On 2/13/07, Richard Conroy <richard.conroy / gmail.com> wrote:
> On 2/13/07, Clifford Heath <no / spam.please.net> wrote:
> > Richard Conroy wrote:
> > > It has some fantastic features at the language
> > > design level. We are talking drool-worthy. And absolutely no library
> > > to speak of.
> >
> > That's funny. Coulda sworn that my Debian package listing contains
> > one hundred and forty five maintained ocaml packages.
>
> I didn't get enough time to itemise the OCaml library space. Apologies
> if I have misrepresented the language. But I spent some time googling
> and chasing resources and didn't find anything, and no real links from
> the main page or tutorials. I got the impression that Caml development
> basically meant binding to C libraries.
>
> Whats the rubyforge equivalent for (O)Caml?
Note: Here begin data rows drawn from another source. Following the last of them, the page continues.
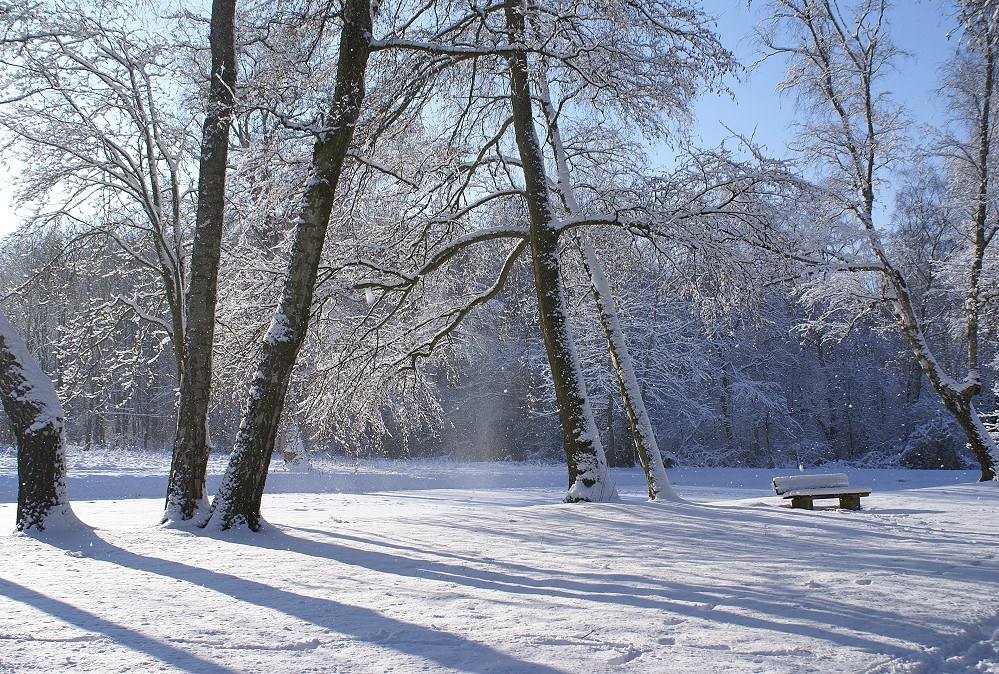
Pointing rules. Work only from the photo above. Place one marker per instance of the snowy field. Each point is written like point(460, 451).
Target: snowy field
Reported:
point(450, 567)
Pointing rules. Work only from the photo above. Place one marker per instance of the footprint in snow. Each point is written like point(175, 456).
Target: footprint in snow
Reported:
point(627, 656)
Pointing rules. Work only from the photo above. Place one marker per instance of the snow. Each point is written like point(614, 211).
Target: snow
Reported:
point(810, 481)
point(437, 566)
point(33, 388)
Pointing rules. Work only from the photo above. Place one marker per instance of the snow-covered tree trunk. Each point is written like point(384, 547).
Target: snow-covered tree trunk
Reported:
point(37, 420)
point(589, 478)
point(237, 502)
point(186, 488)
point(624, 370)
point(837, 58)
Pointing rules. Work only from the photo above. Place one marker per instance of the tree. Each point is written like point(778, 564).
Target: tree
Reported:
point(837, 60)
point(237, 502)
point(186, 488)
point(103, 152)
point(37, 419)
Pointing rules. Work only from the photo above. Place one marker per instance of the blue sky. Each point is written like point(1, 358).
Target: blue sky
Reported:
point(918, 27)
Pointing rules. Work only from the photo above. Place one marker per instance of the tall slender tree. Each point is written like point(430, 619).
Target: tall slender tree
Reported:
point(237, 502)
point(186, 487)
point(838, 58)
point(37, 419)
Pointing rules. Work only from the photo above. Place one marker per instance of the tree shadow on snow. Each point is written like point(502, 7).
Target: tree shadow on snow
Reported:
point(124, 636)
point(446, 649)
point(773, 611)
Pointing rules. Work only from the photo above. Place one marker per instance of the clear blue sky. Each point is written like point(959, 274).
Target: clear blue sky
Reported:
point(918, 27)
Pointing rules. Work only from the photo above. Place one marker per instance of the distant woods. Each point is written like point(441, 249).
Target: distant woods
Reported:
point(774, 311)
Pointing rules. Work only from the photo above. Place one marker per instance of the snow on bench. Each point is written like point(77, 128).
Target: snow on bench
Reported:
point(802, 489)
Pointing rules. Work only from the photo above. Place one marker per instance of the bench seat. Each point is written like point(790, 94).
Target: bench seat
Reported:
point(803, 489)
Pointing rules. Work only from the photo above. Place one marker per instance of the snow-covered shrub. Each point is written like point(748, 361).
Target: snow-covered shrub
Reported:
point(935, 444)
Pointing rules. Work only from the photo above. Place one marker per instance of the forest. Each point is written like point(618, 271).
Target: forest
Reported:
point(437, 228)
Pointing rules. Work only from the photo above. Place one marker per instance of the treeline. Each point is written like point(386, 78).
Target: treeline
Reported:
point(405, 229)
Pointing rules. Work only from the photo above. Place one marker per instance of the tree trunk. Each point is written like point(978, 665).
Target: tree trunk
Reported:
point(186, 487)
point(589, 479)
point(634, 404)
point(237, 502)
point(36, 418)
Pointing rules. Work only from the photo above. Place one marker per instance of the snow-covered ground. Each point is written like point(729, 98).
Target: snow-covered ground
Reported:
point(450, 567)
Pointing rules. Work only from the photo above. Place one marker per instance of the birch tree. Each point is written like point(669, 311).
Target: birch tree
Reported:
point(838, 57)
point(237, 502)
point(89, 113)
point(186, 487)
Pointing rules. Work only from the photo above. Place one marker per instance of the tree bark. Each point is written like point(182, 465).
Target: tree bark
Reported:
point(589, 479)
point(634, 404)
point(237, 502)
point(37, 420)
point(186, 492)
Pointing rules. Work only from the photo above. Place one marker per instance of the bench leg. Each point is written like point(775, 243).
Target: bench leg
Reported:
point(804, 502)
point(849, 502)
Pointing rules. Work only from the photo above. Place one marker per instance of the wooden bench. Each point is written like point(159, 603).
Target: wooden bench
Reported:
point(803, 489)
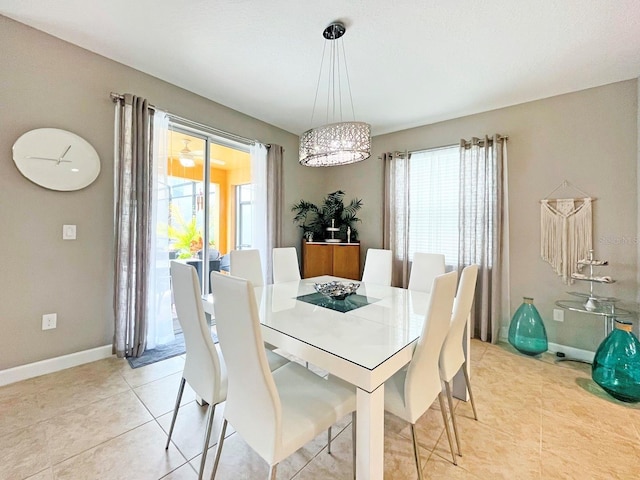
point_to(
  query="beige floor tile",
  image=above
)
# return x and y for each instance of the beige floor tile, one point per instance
(74, 432)
(561, 467)
(75, 387)
(136, 377)
(238, 460)
(429, 428)
(440, 469)
(490, 453)
(43, 475)
(537, 419)
(19, 411)
(583, 443)
(336, 466)
(138, 454)
(23, 453)
(188, 432)
(185, 472)
(159, 396)
(478, 349)
(399, 460)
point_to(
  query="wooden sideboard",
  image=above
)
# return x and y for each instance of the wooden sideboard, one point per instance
(338, 259)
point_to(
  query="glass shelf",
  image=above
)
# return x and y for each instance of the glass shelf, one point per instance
(594, 297)
(605, 310)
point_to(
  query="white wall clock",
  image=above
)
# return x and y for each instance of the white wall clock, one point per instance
(56, 159)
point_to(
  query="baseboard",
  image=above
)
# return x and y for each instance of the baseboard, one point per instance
(569, 352)
(572, 352)
(30, 370)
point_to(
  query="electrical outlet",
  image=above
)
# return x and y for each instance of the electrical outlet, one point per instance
(68, 232)
(49, 321)
(558, 315)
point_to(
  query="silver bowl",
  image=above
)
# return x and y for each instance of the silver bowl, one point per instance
(336, 290)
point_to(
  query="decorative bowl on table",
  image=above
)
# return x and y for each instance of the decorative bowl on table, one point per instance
(336, 290)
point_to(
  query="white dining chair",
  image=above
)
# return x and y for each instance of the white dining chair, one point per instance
(275, 413)
(377, 267)
(424, 268)
(204, 367)
(452, 356)
(409, 393)
(285, 265)
(247, 264)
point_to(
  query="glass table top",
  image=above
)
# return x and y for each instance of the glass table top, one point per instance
(349, 303)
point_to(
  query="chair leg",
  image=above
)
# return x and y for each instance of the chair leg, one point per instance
(223, 430)
(466, 379)
(354, 418)
(446, 426)
(175, 411)
(447, 386)
(416, 450)
(207, 435)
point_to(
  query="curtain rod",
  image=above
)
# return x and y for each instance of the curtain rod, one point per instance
(401, 154)
(117, 97)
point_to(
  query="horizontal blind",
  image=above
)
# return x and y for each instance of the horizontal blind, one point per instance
(434, 183)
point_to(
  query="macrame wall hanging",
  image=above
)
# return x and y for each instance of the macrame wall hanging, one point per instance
(566, 228)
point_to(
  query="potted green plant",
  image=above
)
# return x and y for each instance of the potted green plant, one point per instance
(314, 219)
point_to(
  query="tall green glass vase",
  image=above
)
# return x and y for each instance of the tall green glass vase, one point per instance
(526, 331)
(616, 365)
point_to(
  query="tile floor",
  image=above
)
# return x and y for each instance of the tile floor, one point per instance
(538, 420)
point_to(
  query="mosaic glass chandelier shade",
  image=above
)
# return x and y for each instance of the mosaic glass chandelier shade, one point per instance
(335, 144)
(338, 143)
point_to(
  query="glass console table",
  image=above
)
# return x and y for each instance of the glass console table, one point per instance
(604, 308)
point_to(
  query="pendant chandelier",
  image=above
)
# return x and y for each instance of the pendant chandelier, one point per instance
(338, 143)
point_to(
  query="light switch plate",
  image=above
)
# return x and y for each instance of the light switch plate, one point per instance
(49, 321)
(68, 232)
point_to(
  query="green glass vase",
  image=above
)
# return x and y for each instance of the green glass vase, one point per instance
(526, 331)
(616, 365)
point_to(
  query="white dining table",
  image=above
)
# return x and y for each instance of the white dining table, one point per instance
(364, 346)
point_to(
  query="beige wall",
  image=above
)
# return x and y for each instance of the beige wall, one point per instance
(588, 138)
(45, 82)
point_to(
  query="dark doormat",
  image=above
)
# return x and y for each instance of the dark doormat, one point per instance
(162, 352)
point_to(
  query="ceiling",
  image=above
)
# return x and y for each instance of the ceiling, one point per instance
(411, 62)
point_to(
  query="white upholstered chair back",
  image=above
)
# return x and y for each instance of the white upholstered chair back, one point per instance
(253, 405)
(424, 268)
(247, 264)
(452, 356)
(377, 267)
(202, 366)
(422, 383)
(285, 265)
Private e-mail it if you think
> this thread has gone too OT. I am very interested. A healthy library
> ecology raises OCaml from something to keep an eye on, to immediate
> attention.
>
> > If the base
> > language package contains nearly nothing, *that's an advantage*.
>
> Agreed. But if I didn't make it clear, my main concern was the availability
> of libraries for common development tasks, like database development,
> network comms protocols (particularly secure ones). etc.
>
> Yeah, this is getting more than a bit OT, but (O)Caml *is* interesting.
>

And you have to love the Ruby community where an off-topic humor
thread starts espousing the wonders of the ocaml language. I remember
a similar thing happening on a previous thread comparing Ruby and
Python. It, too, ended up discussing how the wonders of ocaml.